Thousands of the Belgian people made a sad pilgrimage to the spot where he had met his death. Some carried away with them grim souvenirs of crumbled stone taken from the fatal rock, before which they knelt in prayer. Carved on the face of the Corneille, above the spot where he had fallen, they saw the image of a Crucifix. It was as though this rock had been the pre-destined memorial of a great king whose work was done.

On the Monday night they brought King Albert from Laeken to the Royal Palace in Brussels. It was a simple procession by torchlight, just a gun-carriage drawn by six black horses and escorted by cloaked cavalry and gendarmes. Behind the coffin walked a solitary, grief-stricken figure - the new Sovereign. During the days that followed Albert lay in State in an upstairs room of the palace, an apartment draped with sombre black hanging relieved by splashes of gold and massed banks of flowers against the walls. At the King's head rested a great wreath of lilies and lilac from his Queen. Above him was the Royal Coat of Arms blazoned on a base of black velvet. At his side stood the pennant that went before him in the field during the war. Generals and private soldiers who had fought with him shoulder to shoulder on the Yser stood on guard. The open coffin was elevated so that the hundreds of thousands who passed before the bier could look upon him for the last time.

In the early hours of Thursday morning the coffin, now closed for ever, was brought from the palace to a position near the main entrance, and there laid in a catafalque draped with the national flag. For fifty yards on either side the courtyard was a carpet of flowers.
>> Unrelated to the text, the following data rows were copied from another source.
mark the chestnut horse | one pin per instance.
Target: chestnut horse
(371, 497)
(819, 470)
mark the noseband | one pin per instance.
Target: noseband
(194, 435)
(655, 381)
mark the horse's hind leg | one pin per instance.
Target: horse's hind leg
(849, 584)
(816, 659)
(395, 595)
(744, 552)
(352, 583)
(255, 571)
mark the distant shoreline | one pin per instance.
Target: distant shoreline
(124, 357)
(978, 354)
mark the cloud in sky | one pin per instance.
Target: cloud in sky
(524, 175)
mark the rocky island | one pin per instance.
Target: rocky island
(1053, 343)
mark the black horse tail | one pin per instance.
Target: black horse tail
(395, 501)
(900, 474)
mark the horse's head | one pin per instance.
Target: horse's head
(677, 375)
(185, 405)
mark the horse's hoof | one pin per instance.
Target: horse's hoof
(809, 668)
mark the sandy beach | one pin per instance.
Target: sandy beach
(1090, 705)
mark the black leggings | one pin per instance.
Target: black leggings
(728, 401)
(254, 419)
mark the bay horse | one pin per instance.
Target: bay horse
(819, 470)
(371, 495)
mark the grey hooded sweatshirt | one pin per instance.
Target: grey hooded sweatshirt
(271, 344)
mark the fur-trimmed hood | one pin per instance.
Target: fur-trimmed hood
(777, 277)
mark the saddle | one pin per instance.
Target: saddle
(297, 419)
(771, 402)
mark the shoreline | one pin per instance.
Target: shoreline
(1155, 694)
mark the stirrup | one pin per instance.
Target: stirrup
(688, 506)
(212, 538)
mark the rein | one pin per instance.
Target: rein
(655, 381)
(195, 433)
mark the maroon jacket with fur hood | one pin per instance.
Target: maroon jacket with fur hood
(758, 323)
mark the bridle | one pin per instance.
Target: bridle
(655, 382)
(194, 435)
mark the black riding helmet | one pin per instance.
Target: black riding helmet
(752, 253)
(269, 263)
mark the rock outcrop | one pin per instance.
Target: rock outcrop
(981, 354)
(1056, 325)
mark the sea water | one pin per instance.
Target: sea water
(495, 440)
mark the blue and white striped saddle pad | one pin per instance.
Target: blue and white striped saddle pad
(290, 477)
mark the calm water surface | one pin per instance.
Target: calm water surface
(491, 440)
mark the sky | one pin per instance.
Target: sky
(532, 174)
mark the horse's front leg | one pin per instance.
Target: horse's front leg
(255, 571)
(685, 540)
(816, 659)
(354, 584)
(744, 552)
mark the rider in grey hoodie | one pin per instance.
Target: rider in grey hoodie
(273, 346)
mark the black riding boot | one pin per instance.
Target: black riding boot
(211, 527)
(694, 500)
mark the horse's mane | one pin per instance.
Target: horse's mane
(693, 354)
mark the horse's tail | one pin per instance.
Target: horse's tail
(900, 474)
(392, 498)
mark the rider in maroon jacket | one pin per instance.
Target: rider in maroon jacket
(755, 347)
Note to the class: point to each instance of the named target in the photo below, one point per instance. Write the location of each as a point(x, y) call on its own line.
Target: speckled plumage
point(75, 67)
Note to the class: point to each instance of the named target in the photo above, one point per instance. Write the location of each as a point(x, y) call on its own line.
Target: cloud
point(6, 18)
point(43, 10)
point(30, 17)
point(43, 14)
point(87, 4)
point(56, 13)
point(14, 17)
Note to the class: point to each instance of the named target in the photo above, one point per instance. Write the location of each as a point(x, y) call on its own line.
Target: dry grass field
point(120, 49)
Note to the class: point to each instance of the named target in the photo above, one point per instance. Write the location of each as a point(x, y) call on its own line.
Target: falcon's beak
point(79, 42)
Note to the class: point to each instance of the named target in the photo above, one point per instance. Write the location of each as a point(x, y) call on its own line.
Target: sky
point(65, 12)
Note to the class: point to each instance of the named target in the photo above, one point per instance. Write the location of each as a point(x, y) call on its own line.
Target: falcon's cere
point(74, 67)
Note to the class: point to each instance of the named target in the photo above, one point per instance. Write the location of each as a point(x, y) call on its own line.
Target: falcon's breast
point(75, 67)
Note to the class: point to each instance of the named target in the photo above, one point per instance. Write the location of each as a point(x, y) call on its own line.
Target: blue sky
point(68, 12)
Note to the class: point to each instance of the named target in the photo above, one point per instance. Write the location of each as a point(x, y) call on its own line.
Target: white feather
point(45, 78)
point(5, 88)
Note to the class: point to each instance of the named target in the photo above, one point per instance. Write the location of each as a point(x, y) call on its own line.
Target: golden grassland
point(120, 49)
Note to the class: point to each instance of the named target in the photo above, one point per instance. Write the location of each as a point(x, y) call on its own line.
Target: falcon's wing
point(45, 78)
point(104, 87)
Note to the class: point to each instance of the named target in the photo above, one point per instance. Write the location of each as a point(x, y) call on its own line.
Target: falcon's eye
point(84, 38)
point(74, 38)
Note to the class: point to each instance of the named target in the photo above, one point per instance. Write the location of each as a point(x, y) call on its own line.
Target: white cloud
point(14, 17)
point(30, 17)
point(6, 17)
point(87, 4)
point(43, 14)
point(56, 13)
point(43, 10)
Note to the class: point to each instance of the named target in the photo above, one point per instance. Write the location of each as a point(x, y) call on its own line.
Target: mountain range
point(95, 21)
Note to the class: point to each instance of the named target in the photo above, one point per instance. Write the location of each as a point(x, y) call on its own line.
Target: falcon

All night long the crowds had been assembling in the silent streets to watch the last cavalcade of Albert's reign. It was a vivid if a mournful spectacle, in which Britain was represented by the Prince of Wales (afterwards King Edward VIII.), and by naval, military and Air Force contingents. Following an impressive service at the Collegiate Church of Ste. Gudule the procession re-formed for the last journey to Laeken. And here, in the royal crypt, and in the presence of members of the Royal Family only, the body was laid in a sepulchre near the tomb of King Leopold I. Albert, King of the Belgians, warrior, statesman and sportsman, now belonged to history.